L’infrazione del tabù supremo, come sempre avviene in Wilder, ha luogo attraverso il travestimento e lo scambio di ruoli: la donna-moglie e la donna-prostituta, ci rivela il film, non sono che invenzioni della morale convenzionale, vuote maschere prive di consistenza. La prostituta rivela tutte le sue ansie di riscatto, vuole trovare soltanto un “bravo ragazzo” che la porti via dall’asfittica realtà di Climax; l’irreprensibile mogliettina non esiterà troppo a concedersi la scappatella di una notte, sia pure “a fin di bene”. Nell’ultima scena, di fronte alla perplessità di Orville che non capisce come si sia giunti all’inaspettato lieto fine – la moglie di nuovo al suo fianco, la canzonetta scritta da lui eseguita da Dino alla tv, Polly che si allontana dal paese in cerca di miglior fortuna – Zelda risponde con la frase che dà il titolo al film (lo zoom sul volto sorridente ed enigmatico di Felicia Farr è una brillante infrazione alla regola hollywoodiana della regia invisibile): un lieto fine sarcastico, che ristabilisce un equilibrio tutto apparente.

Baciamo, stupido! funziona come “Nessuno è perfetto": è la battuta conclusiva che si incarica di risolvere sul piano del paradosso e dell’assurdità le questioni aperte.

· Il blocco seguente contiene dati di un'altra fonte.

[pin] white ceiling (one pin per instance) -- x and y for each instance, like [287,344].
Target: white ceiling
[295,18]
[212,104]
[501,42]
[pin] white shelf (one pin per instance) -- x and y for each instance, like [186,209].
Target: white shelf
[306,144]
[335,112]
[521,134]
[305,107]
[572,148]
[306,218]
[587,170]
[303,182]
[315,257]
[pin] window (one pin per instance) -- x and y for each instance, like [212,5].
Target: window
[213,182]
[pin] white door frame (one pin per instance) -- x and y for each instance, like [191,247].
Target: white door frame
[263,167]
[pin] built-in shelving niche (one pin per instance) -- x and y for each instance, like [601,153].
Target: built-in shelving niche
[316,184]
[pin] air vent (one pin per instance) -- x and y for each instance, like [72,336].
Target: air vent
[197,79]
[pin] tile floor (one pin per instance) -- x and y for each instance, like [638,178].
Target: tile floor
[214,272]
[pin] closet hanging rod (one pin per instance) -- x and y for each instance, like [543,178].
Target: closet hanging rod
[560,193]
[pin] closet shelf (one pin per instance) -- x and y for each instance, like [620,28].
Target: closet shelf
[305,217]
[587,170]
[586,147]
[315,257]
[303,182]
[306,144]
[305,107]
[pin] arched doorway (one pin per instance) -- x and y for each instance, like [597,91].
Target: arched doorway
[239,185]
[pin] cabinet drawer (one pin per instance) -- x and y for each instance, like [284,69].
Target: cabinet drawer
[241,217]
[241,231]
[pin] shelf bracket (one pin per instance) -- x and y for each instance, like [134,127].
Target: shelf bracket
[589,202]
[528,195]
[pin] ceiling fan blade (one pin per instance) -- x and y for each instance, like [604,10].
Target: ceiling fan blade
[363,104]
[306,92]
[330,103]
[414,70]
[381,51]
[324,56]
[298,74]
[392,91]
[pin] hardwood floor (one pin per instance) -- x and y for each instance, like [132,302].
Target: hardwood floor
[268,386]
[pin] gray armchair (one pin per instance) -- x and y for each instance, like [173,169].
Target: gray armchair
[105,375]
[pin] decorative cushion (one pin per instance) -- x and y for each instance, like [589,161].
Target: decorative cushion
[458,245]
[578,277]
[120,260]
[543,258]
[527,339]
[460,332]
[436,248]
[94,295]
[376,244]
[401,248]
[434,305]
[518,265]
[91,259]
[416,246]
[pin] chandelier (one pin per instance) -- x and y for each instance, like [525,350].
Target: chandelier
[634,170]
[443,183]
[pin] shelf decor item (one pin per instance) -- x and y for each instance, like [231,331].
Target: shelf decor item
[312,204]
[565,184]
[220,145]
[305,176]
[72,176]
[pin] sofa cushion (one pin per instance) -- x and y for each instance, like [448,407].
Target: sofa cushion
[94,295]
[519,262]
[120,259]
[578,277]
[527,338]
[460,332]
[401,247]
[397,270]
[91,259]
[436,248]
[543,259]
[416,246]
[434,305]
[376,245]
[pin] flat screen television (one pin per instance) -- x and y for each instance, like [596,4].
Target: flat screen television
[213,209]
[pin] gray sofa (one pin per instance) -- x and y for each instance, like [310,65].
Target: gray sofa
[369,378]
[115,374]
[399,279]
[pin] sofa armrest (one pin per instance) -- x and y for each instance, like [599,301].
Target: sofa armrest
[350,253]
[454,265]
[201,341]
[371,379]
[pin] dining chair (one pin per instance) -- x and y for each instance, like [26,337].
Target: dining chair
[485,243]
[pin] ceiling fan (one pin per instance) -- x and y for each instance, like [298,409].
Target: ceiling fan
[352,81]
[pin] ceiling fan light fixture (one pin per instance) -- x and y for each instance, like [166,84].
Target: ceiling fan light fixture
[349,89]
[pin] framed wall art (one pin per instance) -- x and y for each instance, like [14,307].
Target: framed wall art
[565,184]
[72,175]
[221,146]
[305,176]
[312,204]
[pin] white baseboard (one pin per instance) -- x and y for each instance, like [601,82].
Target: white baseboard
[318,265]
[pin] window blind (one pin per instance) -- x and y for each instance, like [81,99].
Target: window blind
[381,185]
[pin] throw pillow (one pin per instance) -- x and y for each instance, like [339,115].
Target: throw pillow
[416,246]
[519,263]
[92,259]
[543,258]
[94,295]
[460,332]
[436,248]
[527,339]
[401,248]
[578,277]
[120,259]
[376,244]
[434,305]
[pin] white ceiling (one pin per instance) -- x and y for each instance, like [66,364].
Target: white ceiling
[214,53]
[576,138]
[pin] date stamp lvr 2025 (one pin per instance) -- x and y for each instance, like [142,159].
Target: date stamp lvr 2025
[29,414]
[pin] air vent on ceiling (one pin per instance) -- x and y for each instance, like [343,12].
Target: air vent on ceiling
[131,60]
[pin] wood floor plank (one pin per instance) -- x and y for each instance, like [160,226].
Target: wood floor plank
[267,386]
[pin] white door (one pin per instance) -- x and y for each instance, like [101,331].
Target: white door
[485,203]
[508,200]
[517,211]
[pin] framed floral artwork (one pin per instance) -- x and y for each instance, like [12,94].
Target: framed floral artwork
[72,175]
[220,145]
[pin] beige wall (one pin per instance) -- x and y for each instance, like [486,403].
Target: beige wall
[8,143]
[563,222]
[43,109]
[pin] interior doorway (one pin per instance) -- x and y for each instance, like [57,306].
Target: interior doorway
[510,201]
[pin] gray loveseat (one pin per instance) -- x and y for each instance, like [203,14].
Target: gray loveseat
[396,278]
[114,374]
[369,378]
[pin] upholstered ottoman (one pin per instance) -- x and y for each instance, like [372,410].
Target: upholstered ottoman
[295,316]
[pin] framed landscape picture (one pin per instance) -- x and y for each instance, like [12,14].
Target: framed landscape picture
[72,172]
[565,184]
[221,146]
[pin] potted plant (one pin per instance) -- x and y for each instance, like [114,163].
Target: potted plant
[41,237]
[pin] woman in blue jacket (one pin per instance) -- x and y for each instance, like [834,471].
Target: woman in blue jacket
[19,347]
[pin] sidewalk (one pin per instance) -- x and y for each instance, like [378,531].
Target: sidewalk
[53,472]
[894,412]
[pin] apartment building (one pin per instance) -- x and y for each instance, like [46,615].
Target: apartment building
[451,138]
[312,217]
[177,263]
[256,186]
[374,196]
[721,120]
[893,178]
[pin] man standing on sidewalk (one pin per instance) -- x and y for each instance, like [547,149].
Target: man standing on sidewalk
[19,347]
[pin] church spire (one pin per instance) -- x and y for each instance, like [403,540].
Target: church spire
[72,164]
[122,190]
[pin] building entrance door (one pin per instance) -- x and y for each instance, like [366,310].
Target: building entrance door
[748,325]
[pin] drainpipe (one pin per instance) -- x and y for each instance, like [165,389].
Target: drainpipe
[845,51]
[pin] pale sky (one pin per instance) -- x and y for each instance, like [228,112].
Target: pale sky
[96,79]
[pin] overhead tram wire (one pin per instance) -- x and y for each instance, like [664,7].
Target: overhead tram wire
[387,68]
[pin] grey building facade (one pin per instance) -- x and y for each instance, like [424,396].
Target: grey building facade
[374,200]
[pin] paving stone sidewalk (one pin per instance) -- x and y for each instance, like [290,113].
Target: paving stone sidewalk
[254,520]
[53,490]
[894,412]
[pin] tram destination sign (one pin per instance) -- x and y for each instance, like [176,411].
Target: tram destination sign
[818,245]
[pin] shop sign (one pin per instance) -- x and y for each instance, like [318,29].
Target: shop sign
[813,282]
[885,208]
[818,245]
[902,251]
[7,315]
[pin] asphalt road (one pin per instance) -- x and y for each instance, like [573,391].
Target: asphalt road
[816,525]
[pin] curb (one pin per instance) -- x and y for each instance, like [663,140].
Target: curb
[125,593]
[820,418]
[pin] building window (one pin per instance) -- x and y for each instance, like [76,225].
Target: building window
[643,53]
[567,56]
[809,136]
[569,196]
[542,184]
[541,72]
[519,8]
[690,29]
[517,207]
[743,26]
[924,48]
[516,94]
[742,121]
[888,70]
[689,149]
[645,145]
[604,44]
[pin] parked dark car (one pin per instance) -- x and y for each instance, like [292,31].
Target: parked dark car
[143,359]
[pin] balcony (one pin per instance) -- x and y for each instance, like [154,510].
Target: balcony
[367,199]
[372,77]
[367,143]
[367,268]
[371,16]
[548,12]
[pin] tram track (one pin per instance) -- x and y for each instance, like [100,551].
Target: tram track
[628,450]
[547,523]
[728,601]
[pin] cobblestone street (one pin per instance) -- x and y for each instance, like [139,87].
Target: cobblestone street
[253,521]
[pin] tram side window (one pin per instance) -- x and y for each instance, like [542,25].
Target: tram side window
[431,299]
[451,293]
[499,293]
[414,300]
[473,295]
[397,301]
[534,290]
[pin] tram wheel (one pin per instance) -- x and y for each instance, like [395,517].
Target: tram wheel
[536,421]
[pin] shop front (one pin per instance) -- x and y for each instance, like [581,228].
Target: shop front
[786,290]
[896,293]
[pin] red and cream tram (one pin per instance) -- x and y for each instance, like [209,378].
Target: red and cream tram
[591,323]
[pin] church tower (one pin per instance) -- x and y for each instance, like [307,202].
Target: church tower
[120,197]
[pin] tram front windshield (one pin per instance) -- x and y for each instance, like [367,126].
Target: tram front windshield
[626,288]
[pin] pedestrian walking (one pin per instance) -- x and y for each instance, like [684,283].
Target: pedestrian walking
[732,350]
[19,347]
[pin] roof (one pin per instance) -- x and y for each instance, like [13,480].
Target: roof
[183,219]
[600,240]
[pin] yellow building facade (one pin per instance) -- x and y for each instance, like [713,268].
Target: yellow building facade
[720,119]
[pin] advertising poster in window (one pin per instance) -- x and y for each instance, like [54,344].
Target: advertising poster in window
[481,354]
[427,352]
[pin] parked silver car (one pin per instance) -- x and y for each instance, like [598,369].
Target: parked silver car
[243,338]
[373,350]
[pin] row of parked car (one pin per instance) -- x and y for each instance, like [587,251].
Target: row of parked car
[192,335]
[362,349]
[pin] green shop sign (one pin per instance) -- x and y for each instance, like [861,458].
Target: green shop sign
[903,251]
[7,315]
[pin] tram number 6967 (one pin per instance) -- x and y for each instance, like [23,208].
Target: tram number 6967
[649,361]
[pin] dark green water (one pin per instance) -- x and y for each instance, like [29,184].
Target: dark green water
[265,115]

Complice anche l’irresistibile disegno dei personaggi in sede di sceneggiatura, i quattro attori principali offrono prove memorabili: accanto all’efficacia del caratterista Ray Walston nel ruolo di Orville e di Felicia Farr in quello di Zelda, non si dimenticano l’interpretazione di Dean Martin – più che autoironica, autolesionistica nel dipingere un personaggio tanto sgradevole di latin lover superficiale e vanesio, indubbiamente ispirato a sé stesso – e quella di una splendida Kim Novak, all’altezza di un ruolo chiaramente pensato per la Monroe.